Buy Call For Apollo Tyres with target price of Rs 97: PINC Research

Lockouts at its Cochin facility and Dunlop (South Africa) operations took a toll on Apollo Tyres' Q2FY11 results. Exacerbating this, high natural rubber prices impacted margins. Rubber supplies have been disrupted due to unseasonal weather in India and South East Asia, spiraling prices to an all-time high of Rs200/kg. Domestic players have made 3-4 rounds of price increases and another round is expected soon. Demand momentum is expected to continue in domestic markets. While domestic business is on a difficult turf, overseas subsidiaries are expected to contribute Rs1.9bn in profits in FY11.

What will move the stock?
1) Re-rating of the sector on the back of radialisation in the truck-bus radial (TBR) segment; 2) Ramp-up at the Chennai facility and commencement of production for TBR tyres; 3) Correction in natural rubber prices due to production growth or reduction in import duty on natural rubber as demanded by the tyre industry; and 4) Continued strong performance of VBBV, which specializes in winter tyres.

Where are we stacked versus consensus? Our FY11 and FY12 consolidated earnings estimates are Rs7.8 and Rs9.7 respectively.

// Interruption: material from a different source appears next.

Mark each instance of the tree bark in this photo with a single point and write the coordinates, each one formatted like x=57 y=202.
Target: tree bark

Our consolidated earnings estimate for FY11 is 1.5% lower than consensus estimate of Rs7.9. We reiterate our 'BUY' recommendation on the stock with a price target of Rs97.

What will challenge our target price?
1) Further increase in natural rubber prices, a key raw material; and 2) Payment of penalty due to involvement in a price fixing cartel alleged by Competition Commission of South Africa.